You should see 'Original content'

Hope that clears it up.

In my experience, it's more effective scraping content (especially when it's complex) using a local program rather than PHP. This gives you the same vantage point as a user sitting in front of a browser so you see everything regardless of what technology was used to put it there. I have used Autoit for this because it has a good (COM) interface to the IE services built into Windows. When I need to use that data online, I have the local program upload the data to a custom PHP program that stores it in a DB. If this needs to be done on a scheduled basis you can set it up in the Windows scheduler so as long as your machine is on, it can be done hands-off and the data will be available for use online. Not a great solution if it needs to be done on-demand from multiple end points.

but local software saves data once or we have to run it again and again. I have a site which fetches data live from other site.

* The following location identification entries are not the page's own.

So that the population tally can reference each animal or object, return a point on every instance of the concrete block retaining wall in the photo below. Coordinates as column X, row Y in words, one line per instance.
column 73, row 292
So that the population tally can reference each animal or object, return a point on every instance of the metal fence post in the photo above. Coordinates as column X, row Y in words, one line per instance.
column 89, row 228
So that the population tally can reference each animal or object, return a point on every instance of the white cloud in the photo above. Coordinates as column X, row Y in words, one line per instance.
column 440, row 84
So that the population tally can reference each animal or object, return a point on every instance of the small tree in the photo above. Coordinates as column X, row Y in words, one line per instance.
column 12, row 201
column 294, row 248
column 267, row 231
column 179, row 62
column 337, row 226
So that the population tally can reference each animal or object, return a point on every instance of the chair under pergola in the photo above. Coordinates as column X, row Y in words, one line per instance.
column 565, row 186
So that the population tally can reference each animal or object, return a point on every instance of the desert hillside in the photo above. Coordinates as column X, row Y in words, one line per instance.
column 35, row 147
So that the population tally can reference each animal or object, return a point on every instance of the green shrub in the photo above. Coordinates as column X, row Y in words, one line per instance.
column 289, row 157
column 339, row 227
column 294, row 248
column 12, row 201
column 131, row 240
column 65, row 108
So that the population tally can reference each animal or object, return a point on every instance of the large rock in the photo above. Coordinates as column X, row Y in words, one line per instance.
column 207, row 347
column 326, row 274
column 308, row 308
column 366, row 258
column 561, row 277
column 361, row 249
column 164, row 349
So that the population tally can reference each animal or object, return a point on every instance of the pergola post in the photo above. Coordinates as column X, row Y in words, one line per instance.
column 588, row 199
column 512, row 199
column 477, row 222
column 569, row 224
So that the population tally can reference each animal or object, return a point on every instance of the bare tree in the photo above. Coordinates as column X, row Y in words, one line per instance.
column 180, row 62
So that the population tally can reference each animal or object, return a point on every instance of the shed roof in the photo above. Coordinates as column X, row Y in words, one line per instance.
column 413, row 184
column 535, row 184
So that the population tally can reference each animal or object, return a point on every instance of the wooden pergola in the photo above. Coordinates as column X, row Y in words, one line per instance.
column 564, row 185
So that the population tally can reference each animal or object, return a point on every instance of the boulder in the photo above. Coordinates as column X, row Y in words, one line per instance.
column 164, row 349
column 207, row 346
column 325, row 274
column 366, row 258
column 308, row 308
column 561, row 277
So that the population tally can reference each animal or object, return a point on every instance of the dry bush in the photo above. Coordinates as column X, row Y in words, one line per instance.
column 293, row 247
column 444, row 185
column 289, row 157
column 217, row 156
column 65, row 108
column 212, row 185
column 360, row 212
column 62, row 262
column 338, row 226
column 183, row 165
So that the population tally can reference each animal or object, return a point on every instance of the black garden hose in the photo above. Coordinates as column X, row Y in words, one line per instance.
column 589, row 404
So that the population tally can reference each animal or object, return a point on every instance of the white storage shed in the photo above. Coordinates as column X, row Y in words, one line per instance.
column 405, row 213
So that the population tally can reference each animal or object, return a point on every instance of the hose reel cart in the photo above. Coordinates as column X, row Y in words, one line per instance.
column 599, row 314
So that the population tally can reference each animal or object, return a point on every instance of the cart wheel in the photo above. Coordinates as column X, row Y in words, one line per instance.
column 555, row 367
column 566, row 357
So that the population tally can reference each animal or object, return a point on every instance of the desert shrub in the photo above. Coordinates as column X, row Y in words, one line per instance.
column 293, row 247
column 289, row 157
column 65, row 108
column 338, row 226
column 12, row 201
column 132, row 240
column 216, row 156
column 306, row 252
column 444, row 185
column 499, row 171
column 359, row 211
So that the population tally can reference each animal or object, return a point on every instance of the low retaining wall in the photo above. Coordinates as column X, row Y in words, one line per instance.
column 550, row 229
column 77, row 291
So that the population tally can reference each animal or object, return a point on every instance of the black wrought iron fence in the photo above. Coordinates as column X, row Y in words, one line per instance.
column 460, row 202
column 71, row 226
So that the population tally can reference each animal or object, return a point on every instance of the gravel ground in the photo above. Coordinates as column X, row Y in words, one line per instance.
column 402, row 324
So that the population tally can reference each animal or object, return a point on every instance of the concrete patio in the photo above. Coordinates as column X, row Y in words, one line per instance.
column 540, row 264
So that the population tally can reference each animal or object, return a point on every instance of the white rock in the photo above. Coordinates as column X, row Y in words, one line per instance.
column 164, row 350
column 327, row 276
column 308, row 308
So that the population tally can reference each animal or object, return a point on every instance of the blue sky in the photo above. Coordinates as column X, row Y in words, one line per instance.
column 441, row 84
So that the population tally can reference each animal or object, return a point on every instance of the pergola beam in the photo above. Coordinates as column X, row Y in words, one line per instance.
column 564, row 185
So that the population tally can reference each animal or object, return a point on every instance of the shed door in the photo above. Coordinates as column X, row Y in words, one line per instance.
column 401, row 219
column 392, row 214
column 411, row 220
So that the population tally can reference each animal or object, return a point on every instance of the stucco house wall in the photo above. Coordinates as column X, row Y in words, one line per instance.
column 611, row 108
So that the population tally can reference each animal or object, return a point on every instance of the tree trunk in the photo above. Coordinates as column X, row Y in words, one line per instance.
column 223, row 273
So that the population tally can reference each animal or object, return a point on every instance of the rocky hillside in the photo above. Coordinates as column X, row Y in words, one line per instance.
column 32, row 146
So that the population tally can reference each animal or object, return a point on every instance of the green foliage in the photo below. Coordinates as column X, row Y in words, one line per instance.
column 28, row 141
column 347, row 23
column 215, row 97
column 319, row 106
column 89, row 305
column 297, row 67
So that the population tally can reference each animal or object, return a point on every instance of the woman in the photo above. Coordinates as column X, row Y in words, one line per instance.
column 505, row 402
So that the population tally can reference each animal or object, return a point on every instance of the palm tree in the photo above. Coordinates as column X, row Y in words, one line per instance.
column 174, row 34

I just want to load a page for couple of second and then fetch its data. file_get_contents() dont wait , it just fetches the data from page but i want to make it wait and fetch data after ajax is also loaded

and fetch data after ajax is also loaded

You can't (with PHP).

So what's the solution

There isn't one.

You can only do this when building a desktop application which uses a webbrowser control.